The list of attributes of clove oil includes antibacterial, antifungal, antiviral and antiparasitic qualities. It has been approved as a topical antiseptic and anesthetic by the German Commission E, which evaluates herbal remedies scientifically. It is sometimes given to livestock to slow down the fermentation of their waste.

Fragrance

Clove oil is used in many cosmetic and fragrance products, including face scrubs and masks, and spiced scents in potpourri, candles and room sprays. At Christmas time, pressing cloves into the peel of an orange is a decorative and warm-smelling way to adorn a house or kitchen. Clove oil warmed in oil burners gives an aromatic holiday scent to a room.

Topical Use

Clove oil is sometimes applied to the skin, diluted with other basic oils like vegetable or olive oil. It warms the skin where it is spread, numbing topical pain. It also is used to get rid of acne, warts, scars and even parasites on the skin. However, its use for these purposes has not been scientifically evaluated.

Animal Anesthetic

Marine researchers have used clove oil successfully as an anesthetic for juvenile tropical saltwater fish. It is used when capturing, weighing, tagging and transporting live juvenile fish.
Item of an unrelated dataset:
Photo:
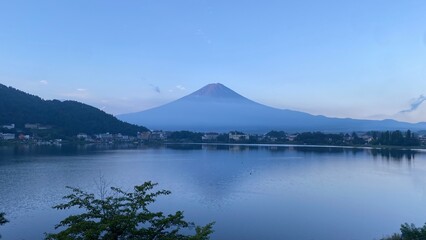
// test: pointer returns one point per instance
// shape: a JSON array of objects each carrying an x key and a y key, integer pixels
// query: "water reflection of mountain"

The clove oil is emulsified with seawater and given through the gills of the fish, according to scientists at the University of Reunion Marine Ecology Laboratory on Reunion Island in the South Indian Ocean.

Body Systems

Ayurvedic health practitioners say clove oil supports the respiratory and circulatory systems, and regulates digestive function when a drop or two is added to drinking water. The National Institutes of Health say studies on the use of clove for premature ejaculation, fever reduction and as a mosquito repellent have not been reliably conclusive. It is also known to lower blood sugar and encourage bleeding, so it may have interactions with other supplements or drugs.

Spellworking

Clove has many uses in family, love, prosperity and protection spells. Clove oil in particular can be used to anoint candles for these spells, or as the ink for drawing magical symbols for these purposes. Clove oil is popular for use in spells that involve ingesting the ingredient or making skin contact with it, since, while potent, clove is relatively harmless to ingest or touch. It is common in offerings to Indonesian and Malaysian deities.